山路极抖,又是晚上,六郎在众人前面拿着火把开路,禾麦紧随其后,接着是徐姜。
山木背着山木娘在中间,身后是陆长鸣和一个天松山上下来的人。
牧兰终是没有下山的,但她却给山木带了话,叫他在家好生安置好爹娘再行上山,临行的时候又给山木拿了二十两银子。
偌大阴邃的天松山上,只有这么一处带着亮光的路在不断的前行,因为山木背着山木娘,因此下脚极为小心谨慎,行路自然不比早上上山那般轻松快捷。

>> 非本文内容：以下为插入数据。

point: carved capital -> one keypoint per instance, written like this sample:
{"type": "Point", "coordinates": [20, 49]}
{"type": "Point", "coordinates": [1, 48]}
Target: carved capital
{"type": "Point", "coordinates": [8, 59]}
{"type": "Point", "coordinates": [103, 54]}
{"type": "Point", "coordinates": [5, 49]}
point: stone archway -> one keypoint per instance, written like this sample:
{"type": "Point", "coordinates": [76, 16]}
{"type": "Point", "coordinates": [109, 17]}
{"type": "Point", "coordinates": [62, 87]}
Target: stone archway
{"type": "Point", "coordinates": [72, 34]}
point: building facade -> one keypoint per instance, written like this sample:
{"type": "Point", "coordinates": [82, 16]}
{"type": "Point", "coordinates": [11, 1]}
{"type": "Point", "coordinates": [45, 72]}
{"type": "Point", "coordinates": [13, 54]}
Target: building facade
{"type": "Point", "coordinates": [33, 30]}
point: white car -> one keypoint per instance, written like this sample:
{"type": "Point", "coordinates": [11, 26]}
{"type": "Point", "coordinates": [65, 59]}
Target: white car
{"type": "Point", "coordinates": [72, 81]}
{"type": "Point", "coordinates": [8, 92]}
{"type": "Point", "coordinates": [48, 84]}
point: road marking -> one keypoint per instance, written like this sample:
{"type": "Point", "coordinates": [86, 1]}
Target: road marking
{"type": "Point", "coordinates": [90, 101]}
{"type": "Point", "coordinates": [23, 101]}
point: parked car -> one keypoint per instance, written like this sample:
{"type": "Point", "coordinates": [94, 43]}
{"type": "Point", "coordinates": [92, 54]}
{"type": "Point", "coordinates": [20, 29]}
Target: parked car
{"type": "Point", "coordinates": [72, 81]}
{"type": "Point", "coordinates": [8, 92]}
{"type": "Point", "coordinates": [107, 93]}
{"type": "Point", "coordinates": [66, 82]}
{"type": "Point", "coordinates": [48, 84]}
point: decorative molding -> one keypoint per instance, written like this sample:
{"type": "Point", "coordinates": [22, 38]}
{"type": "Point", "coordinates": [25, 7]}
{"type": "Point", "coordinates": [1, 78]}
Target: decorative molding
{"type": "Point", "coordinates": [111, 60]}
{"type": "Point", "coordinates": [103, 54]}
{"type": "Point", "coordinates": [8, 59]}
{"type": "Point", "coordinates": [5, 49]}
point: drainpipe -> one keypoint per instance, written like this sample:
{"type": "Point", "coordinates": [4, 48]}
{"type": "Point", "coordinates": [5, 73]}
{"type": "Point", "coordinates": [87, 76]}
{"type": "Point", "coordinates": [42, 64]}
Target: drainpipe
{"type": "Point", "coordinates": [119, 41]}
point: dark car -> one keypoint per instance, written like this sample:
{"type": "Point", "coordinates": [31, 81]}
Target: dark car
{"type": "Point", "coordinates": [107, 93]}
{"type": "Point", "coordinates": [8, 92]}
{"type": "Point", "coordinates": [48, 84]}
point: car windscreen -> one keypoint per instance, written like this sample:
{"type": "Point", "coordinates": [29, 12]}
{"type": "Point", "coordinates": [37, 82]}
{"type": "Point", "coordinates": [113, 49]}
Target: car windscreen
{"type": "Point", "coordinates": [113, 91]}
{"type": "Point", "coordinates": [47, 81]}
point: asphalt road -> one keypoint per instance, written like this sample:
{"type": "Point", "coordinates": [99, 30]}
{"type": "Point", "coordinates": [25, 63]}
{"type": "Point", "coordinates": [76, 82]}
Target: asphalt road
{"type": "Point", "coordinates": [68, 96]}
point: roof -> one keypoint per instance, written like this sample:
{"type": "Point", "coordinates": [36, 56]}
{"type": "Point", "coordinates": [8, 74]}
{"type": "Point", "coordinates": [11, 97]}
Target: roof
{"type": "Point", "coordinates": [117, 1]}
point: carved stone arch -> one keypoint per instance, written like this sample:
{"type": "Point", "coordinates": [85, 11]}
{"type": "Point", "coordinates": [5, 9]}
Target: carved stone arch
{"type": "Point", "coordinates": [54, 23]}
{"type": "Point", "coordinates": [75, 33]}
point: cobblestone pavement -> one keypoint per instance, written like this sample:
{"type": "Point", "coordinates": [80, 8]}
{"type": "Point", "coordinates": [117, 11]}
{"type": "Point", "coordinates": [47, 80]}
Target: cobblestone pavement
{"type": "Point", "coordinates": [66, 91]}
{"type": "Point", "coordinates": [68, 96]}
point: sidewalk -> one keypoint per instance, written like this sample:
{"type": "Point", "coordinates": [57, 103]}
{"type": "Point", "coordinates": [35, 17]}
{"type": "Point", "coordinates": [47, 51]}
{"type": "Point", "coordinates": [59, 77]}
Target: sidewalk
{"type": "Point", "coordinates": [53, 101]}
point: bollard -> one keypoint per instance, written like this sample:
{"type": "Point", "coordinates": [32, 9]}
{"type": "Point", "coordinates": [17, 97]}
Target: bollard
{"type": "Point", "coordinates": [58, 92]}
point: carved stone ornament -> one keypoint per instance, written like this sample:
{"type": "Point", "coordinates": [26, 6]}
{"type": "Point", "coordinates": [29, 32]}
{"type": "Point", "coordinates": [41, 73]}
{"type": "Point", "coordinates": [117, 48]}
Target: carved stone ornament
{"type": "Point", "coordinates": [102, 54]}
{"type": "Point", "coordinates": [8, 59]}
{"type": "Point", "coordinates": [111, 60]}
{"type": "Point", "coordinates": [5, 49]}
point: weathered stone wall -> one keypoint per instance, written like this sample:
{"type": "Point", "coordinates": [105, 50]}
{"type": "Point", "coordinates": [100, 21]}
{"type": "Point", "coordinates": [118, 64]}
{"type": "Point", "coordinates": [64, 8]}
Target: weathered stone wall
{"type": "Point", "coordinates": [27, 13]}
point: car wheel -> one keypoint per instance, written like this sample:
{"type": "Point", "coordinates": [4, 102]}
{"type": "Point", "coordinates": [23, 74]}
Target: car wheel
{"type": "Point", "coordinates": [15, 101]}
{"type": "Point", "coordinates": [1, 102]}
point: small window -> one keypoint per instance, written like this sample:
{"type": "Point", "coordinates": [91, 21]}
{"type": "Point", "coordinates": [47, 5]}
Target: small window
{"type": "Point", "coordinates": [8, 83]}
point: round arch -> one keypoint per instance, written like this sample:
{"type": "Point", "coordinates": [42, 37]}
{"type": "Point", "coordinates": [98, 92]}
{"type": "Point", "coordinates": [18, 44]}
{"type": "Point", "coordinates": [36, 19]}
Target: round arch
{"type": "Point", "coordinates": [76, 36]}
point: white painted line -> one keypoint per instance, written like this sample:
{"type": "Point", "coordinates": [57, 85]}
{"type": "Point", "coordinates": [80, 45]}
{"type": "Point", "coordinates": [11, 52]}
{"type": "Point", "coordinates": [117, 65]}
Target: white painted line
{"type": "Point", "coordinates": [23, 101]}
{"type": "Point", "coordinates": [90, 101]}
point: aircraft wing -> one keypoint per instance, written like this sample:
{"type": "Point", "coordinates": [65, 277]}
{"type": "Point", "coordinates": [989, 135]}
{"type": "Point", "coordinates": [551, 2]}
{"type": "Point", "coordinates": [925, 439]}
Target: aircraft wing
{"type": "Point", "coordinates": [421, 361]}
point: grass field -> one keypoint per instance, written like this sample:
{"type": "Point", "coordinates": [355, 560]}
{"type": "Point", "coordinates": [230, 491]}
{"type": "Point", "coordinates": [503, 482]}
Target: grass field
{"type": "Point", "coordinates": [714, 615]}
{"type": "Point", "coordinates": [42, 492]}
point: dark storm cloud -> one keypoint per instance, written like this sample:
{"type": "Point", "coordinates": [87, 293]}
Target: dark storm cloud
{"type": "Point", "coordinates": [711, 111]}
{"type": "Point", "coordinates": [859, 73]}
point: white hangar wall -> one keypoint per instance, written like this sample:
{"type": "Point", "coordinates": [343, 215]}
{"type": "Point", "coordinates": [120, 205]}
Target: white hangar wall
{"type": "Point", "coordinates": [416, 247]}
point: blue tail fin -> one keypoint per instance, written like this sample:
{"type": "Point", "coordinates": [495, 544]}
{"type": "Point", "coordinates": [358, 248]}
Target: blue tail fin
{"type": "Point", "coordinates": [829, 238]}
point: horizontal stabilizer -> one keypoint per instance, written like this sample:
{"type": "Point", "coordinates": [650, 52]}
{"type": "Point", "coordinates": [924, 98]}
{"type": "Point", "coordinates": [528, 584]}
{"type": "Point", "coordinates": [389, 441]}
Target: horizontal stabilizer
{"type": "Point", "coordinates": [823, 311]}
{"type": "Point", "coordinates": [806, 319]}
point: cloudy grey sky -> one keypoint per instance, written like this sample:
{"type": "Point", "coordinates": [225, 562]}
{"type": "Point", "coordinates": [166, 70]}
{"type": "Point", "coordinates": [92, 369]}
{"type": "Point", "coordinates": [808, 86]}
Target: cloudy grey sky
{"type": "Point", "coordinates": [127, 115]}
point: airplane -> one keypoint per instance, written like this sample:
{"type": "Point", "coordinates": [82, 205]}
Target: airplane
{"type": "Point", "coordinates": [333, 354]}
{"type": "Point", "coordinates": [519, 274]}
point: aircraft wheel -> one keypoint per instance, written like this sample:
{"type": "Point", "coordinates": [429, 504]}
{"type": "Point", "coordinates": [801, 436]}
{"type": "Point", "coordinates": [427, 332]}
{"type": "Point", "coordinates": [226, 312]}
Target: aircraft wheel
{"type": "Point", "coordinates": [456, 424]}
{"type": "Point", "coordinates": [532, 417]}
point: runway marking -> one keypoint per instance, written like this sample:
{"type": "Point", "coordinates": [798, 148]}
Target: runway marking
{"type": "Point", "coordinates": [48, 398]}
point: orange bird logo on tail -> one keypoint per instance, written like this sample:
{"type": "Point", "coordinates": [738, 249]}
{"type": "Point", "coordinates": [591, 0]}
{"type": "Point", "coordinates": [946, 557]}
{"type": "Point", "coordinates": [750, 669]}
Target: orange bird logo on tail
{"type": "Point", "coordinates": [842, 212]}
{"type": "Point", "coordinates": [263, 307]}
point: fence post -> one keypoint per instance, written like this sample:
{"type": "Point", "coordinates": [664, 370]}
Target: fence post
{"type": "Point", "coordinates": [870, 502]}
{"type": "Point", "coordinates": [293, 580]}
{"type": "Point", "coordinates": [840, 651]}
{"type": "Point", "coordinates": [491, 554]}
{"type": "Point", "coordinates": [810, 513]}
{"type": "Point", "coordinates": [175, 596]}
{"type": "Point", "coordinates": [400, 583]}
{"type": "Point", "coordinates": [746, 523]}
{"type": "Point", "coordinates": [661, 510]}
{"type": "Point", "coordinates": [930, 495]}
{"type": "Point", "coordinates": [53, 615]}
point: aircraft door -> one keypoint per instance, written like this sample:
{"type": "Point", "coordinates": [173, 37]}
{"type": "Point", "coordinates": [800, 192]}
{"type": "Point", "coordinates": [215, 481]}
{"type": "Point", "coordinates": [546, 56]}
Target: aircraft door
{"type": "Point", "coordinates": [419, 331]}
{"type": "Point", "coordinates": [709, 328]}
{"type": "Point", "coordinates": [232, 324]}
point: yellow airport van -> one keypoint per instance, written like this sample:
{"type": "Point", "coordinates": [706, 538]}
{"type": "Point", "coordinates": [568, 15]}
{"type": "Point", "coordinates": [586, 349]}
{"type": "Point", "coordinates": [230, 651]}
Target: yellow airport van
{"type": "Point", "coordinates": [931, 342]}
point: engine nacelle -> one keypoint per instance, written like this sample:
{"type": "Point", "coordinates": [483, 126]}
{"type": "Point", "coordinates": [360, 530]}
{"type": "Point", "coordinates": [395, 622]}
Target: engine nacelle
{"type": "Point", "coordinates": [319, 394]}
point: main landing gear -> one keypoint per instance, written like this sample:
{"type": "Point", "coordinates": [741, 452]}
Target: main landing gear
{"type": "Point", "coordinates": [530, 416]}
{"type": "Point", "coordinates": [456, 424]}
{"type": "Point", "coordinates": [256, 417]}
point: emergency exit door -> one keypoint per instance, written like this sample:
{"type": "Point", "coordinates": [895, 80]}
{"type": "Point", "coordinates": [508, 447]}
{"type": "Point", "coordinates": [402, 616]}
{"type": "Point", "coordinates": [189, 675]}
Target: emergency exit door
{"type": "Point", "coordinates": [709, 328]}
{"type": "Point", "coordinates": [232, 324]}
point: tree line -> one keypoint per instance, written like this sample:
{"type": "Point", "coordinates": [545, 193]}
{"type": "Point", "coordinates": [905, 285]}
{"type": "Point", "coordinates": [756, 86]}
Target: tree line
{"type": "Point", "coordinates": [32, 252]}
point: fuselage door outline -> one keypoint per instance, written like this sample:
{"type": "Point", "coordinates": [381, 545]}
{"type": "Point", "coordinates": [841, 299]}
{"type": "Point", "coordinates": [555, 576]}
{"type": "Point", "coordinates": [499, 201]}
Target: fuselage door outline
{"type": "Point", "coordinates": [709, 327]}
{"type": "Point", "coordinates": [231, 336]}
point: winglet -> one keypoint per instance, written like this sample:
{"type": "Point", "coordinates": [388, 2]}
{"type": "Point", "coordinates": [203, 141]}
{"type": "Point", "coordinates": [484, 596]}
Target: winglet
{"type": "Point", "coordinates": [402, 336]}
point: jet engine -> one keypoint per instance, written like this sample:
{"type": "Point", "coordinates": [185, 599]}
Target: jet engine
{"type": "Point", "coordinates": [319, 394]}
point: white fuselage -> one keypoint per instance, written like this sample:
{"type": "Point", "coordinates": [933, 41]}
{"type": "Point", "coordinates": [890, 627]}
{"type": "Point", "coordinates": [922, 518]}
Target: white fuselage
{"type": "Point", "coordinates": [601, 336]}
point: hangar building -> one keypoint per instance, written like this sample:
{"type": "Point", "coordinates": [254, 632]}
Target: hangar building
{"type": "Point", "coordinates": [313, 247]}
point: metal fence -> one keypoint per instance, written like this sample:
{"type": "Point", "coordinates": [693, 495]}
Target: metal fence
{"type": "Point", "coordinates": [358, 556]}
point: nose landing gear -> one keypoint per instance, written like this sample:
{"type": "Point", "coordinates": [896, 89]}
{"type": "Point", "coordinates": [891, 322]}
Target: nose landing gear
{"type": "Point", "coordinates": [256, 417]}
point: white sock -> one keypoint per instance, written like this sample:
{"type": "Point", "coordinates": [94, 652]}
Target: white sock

而六郎跟禾麦在前面也不敢走的太快,一行人的注意力都集中在中间的山木的身上,全是依照着山木的脚步来决定快与慢的。
快走到天松山的山腰时,天色雾沉沉的,六郎也有些分不清脚下的路,便去叫后面天松山的人换到前面来带路。
山腰处有一处仅容一人通过的矮洞,四周所能站立的人也要十分小心,是以山木走到跟前的时候,十分小心翼翼地放下了山木娘。
山木娘像是恢复了一点意识,身子依旧软塌塌的,前后的岩石上,山木和陆长鸣一人一只手,紧紧扶着山木娘。
“娘,这山洞你得自己迈过去,我扶着你,慢点”
山木娘打起了些精神,在山木的搀扶下,一点点靠近那矮洞。
走在前面的四人都紧张地盯着山木娘的身子,生怕山木娘一个不吃劲儿,被这夜里的山风吹得掉下山崖,又怕她一个不小心,磕碰到四周嶙峋的石壁上。
山木小心翼翼地,身后的陆长鸣也是有劲儿使不上,紧盯着病怏怏的妻子过洞,生怕她出什么事。
山木娘的左脚迈过矮洞的时候,禾麦的心提到了嗓子眼。
山木娘的右脚快要跨过来的时候,禾麦的全身都紧绷了起来,神经高度的紧张。
眼见山木娘的右脚快要落地,禾麦全身都放松了一口气,众人也都松懈下来,山木舒着气将手递过去,“娘,来”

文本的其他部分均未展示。